A deal for Spike non-line-of-sight (NLOS) missiles and anti-drone systems, both of which are produced in Israel, will be signed by Greece.
Greece will order 27 Spike missiles costing $374.8 million to arm U.S.-made AH-64 attack helicopters and Mark V patrol boats. These missiles will be shipped to the country starting next year, Fars News Agency reported.
The missiles will reportedly be deployed to ground units stationed in Greece’s Northeastern Evros region bordering Turkey and in the Aegean Islands.
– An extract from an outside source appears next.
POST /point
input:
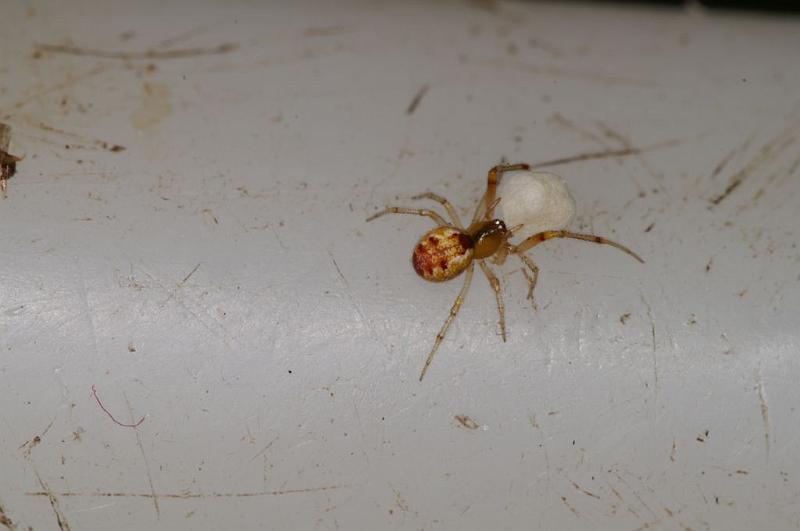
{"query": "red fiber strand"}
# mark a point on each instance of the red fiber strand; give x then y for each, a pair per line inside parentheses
(107, 412)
The Hellenic Armed Forces are also setting up anti-drone systems using Israeli technology. It operates in a way that interferes with the flight capability of potential enemy UAVs. The system “blinds” hostile drones so they are unable to complete their mission.
In short, the UAV in flight whether it is the Turkey-made Bayraktar TB2 or the more sophisticated ANKA-S, will be disoriented with interference in its existing flight plan stored in memory, and also if the plan changes while on a mission, Kathimerini reported recently.
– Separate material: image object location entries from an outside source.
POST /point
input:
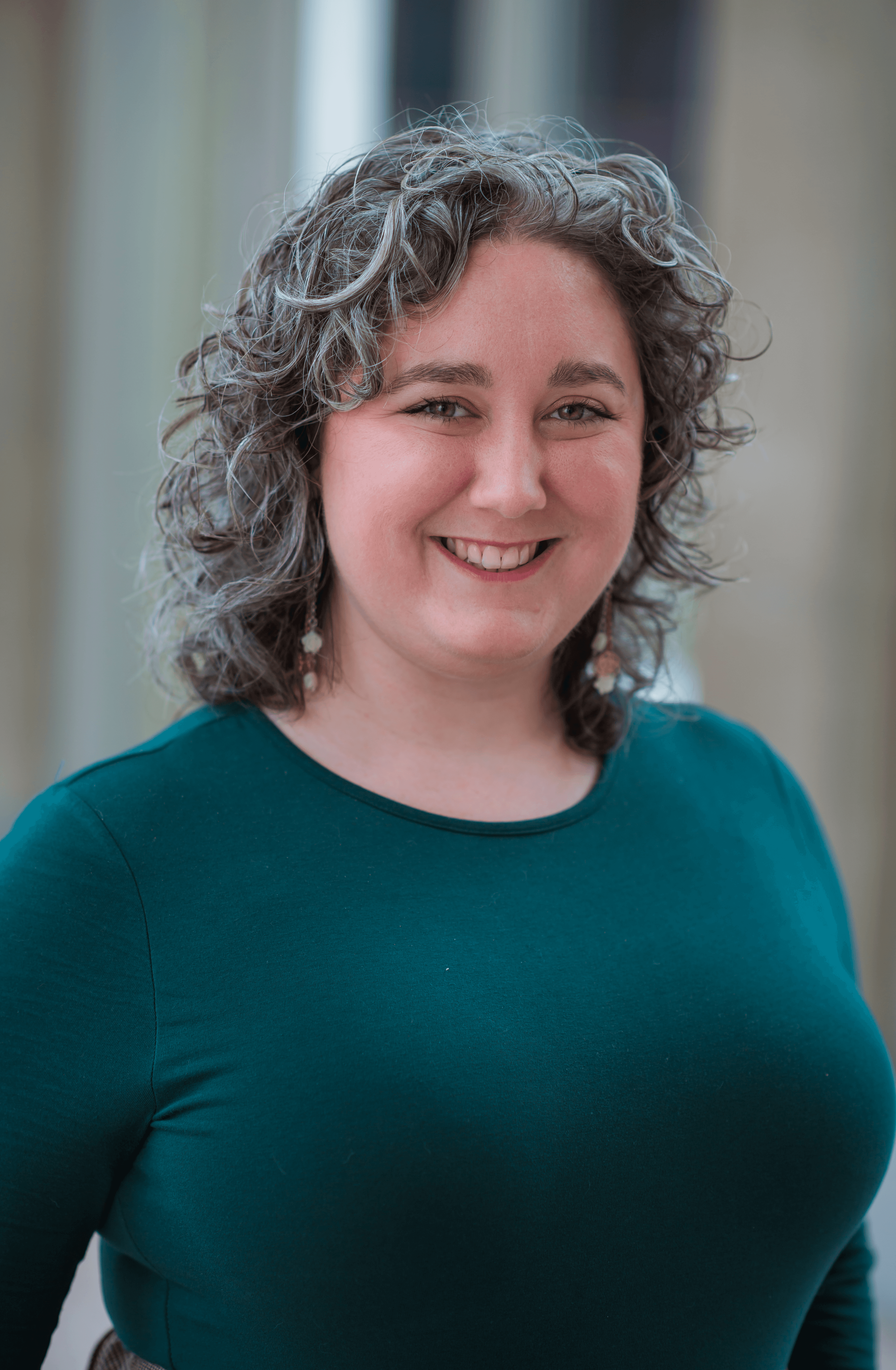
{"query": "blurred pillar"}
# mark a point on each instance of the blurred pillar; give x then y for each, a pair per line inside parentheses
(32, 226)
(801, 191)
(518, 57)
(344, 81)
(179, 122)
It is basically a version of an anti-UAV system that has features similar to those of Israel’s Drone Dome, but adapted to the specific needs of Greece and the geographical terrain of the islands and other border areas, the Greek report said.
Greece has also acquired Israeli drones, French Rafale jets and modernization kits for its F-16 fighter jets to upgrade them to the latest Viper configuration. The country has also submitted a letter of interest to the U.S, to purchase at least 20 F-35 stealth fighter jets. It is also seeking three American MQ-9 drones.
The report added that the process of evaluating the proposals submitted for the procurement of new corvettes for the Hellenic Navy has been completed. It was presented on July 1 to Prime Minister Kyriakos Mitsotakis. Four proposals have been submitted: from France (Gowind), Italy (FCX-30 Doha), the Netherlands (Sigma 10514) and the U.K. (Arrowhead 140).
There is €2 billion left in the support program for the Hellenic Navy. Resources will have to be secured from this amount for the upgrade of the four MEKO frigates. If the €500 million upgrade of the MEKOs is indeed implemented, €1.5 billion will remain for the supply of four corvettes.
Meanwhile, Turkish President Recep Tayyip Erdoğan said last month during Efes-2022 military exercise held on Aegean coasts that his country will not relinquish its rights in the Aegean Sea and will not hesitate to use its powers stemming from international agreements.
"I warn Greece to avoid dreams, acts and statements that will result in regret. Come to your senses… Turkey will not renounce its rights in the Aegean and will not back down from using rights that are established by international agreements when it comes to arming islands,” he said in a televised speech as he observed the Turkish military exercises on the coast of western Izmir province.
Turkish Foreign Minister Mevlüt Çavuşoğlu claims Greece is violating the 1923 Treaty of Lausanne and the 1947 Paris Treaty by arming islands in the Aegean, and warned that the sovereignty of those islands will be questioned if Athens fails to demilitarize them.